Background: Accurately covering the conformational space of amino acid side chains is essential for important applications such as protein design, docking and high resolution structure prediction. Today, the most common way to capture this conformational space is through rotamer libraries - discrete collections of side chain conformations derived from experimentally determined protein structures. The discretization can be exploited to efficiently search the conformational space. However, discretizing this naturally continuous space comes at the cost of losing detailed information that is crucial for certain applications. For example, rigorously combining rotamers with physical force fields is associated with numerous problems.

Results: In this work we present BASILISK: a generative, probabilistic model of the conformational space of side chains that makes it possible to sample in continuous space. In addition, sampling can be conditional upon the protein's detailed backbone conformation, again in continuous space - without involving discretization.

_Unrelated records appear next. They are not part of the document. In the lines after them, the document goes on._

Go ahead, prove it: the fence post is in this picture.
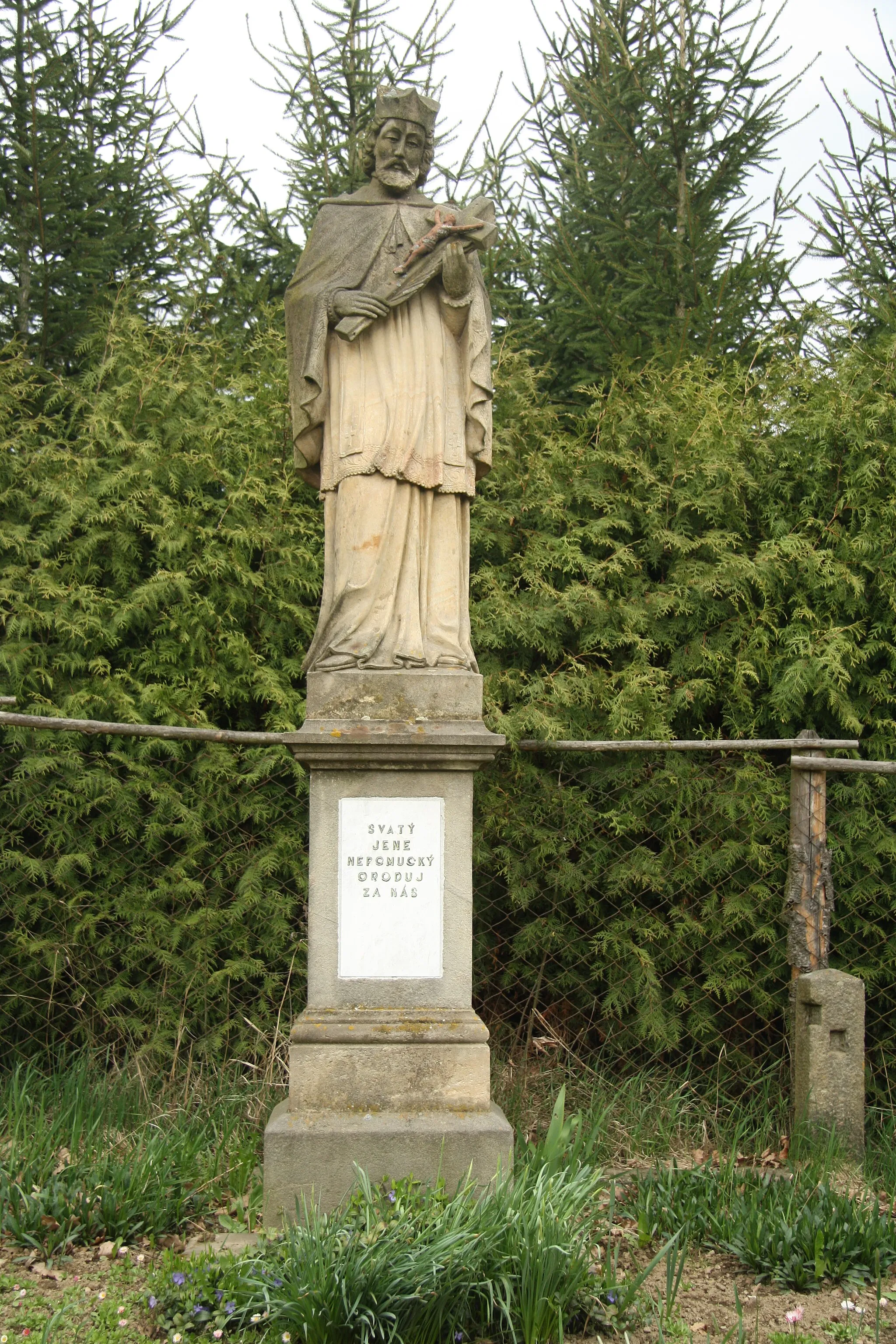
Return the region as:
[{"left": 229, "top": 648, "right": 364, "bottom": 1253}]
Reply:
[
  {"left": 784, "top": 728, "right": 865, "bottom": 1152},
  {"left": 784, "top": 728, "right": 834, "bottom": 980}
]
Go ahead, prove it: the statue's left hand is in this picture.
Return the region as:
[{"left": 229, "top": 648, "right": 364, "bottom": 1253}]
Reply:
[{"left": 442, "top": 243, "right": 473, "bottom": 298}]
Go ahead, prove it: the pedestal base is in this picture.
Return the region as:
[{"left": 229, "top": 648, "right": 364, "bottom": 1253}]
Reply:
[{"left": 263, "top": 1101, "right": 513, "bottom": 1227}]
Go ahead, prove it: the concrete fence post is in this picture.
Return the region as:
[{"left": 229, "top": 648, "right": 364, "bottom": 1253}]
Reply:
[{"left": 784, "top": 728, "right": 865, "bottom": 1152}]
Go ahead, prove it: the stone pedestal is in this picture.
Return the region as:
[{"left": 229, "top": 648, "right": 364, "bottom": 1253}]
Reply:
[
  {"left": 793, "top": 970, "right": 865, "bottom": 1153},
  {"left": 265, "top": 669, "right": 513, "bottom": 1225}
]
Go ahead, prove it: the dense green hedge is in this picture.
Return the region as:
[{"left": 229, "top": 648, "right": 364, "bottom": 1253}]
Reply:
[{"left": 0, "top": 312, "right": 896, "bottom": 1080}]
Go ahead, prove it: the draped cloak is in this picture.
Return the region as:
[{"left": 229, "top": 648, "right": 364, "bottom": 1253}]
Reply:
[{"left": 286, "top": 187, "right": 492, "bottom": 671}]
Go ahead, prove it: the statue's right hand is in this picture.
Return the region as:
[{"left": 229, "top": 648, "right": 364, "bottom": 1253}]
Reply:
[{"left": 332, "top": 289, "right": 389, "bottom": 318}]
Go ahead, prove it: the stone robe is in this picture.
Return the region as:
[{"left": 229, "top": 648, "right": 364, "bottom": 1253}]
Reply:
[{"left": 286, "top": 188, "right": 492, "bottom": 671}]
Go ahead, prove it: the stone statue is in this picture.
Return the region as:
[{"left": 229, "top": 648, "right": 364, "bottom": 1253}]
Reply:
[{"left": 286, "top": 89, "right": 494, "bottom": 672}]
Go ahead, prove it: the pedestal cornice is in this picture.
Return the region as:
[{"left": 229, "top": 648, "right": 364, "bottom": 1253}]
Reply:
[{"left": 285, "top": 719, "right": 507, "bottom": 770}]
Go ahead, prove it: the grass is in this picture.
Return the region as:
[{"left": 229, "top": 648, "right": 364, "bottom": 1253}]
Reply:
[
  {"left": 0, "top": 1057, "right": 896, "bottom": 1344},
  {"left": 0, "top": 1057, "right": 267, "bottom": 1265}
]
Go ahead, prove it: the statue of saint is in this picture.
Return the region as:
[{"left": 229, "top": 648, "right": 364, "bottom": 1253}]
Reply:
[{"left": 286, "top": 89, "right": 494, "bottom": 672}]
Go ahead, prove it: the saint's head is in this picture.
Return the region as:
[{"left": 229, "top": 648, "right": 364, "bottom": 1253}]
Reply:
[{"left": 363, "top": 88, "right": 439, "bottom": 196}]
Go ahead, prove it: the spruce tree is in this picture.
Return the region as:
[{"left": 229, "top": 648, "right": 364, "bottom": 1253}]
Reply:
[
  {"left": 518, "top": 0, "right": 806, "bottom": 394},
  {"left": 267, "top": 0, "right": 450, "bottom": 232},
  {"left": 806, "top": 20, "right": 896, "bottom": 335},
  {"left": 0, "top": 0, "right": 180, "bottom": 370},
  {"left": 178, "top": 0, "right": 450, "bottom": 343}
]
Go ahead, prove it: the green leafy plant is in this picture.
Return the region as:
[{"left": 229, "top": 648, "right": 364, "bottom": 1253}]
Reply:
[{"left": 637, "top": 1166, "right": 896, "bottom": 1292}]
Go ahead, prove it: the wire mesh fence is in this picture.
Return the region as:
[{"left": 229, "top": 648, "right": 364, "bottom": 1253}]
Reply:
[{"left": 0, "top": 730, "right": 896, "bottom": 1105}]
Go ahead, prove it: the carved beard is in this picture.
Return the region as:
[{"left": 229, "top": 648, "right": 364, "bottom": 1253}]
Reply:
[{"left": 375, "top": 164, "right": 418, "bottom": 192}]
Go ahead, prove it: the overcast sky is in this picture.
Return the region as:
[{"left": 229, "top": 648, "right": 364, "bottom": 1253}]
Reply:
[{"left": 140, "top": 0, "right": 896, "bottom": 289}]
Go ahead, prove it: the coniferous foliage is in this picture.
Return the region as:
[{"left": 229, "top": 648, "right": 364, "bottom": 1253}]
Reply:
[
  {"left": 518, "top": 0, "right": 806, "bottom": 394},
  {"left": 0, "top": 0, "right": 180, "bottom": 370},
  {"left": 814, "top": 19, "right": 896, "bottom": 335},
  {"left": 266, "top": 0, "right": 450, "bottom": 234}
]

Conclusions: A careful analysis of the model and a comparison with various rotamer libraries indicates that the model forms an excellent, fully continuous model of side chain conformational space. We also illustrate how the model can be used for rigorous, unbiased sampling with a physical force field, and how it improves side chain prediction when used as a pseudo-energy term. In conclusion, BASILISK is an important step forward on the way to a rigorous probabilistic description of protein structure in continuous space and in atomic detail.

Figure 1

Dihedral angles in glutamate: Dihedral angles are the main degrees of freedom for the backbone (ϕ and ψ angles) and the side chain (χ angles) of an amino acid. The number of χ angles varies between zero and four for the 20 standard amino acids. The figure shows a ball-and-stick representation of glutamate, which has three χ angles. The fading conformations in the background illustrate a rotation around χ₁. The figure was made using PyMOL http://www.pymol.org.

Figure 2

The BASILISK dynamic Bayesian network: The network shown represents an amino acid with two χ angles, such as for example histidine. In this case, the DBN consists of four slices: two slices for the ϕ, ψ angles, followed by two slices for the χ angles. Sampling a set of χ angles is done as follows. First, the values of the input nodes (top row) are filled with bookkeeping indices that determine both the amino acid type (for example histidine) and the labels of the angles (for histidine, ϕ, ψ followed by χ₁ and χ₂). In the next step, the hidden node values (middle row, discrete nodes) are sampled conditioned upon the observed nodes. These observed nodes always include the index nodes (top row, discrete nodes), and optionally also the ϕ, ψ nodes (first two nodes in the bottom row) if the sampling is conditioned on the backbone. Finally, a set of χ angles is drawn from the von Mises nodes (bottom row), whose parameters are specified by the sampled values of the hidden nodes.

Figure 3

Univariate histograms for lysine and arginine: The histograms marked "Training" represent the training set. The histograms marked "BASILISK" represent BASILISK samples. For each amino acid, all histograms are plotted on the same scale.

Figure 4

χ₁ versus χ₂ histogram for isoleucine: The two-dimensional histogram of χ₁ (x-axis) against χ₂ (y-axis) illustrates the association between the two angles. Their univariate, marginal distributions are shown as well, attached to the respective axes. The histogram marked "Training" represents the training set, while the histogram marked "BASILISK" represents BASILISK samples.

Figure 5

Comparison between BASILISK and a standard rotamer library: We calculated the log-likelihood for every rotamer in the Dunbrack backbone independent rotamer library according to the Gaussian model of the library itself (y-axis), and according to BASILISK (x-axis). The Pearson correlation coefficient is 0.91.

Figure 6

Backbone dependency of the χ₁ angle of aspartate: The χ₁ histograms for different areas of the Ramachandran plot indicate a strong correlation between the backbone and the side chain conformations. For some regions certain peaks disappear almost entirely. Histograms marked with "Training" represent the training set, and histograms marked "BASILISK" represent BASILISK samples. A, B and C show the histograms for the areas indicated by the three boxes, while D shows the histogram over the entire space. Note that the indicated binning of the backbone space is for visualization only, as BASILISK does not rely on discretization of the conformational space.

Figure 7

Selecting the optimal model: The Akaike information criterion (AIC) is used to determine the optimal number of hidden node values. The AIC score (y axis) points towards a model with 30 hidden node values (x-axis). The optimal model is shown as a filled circle.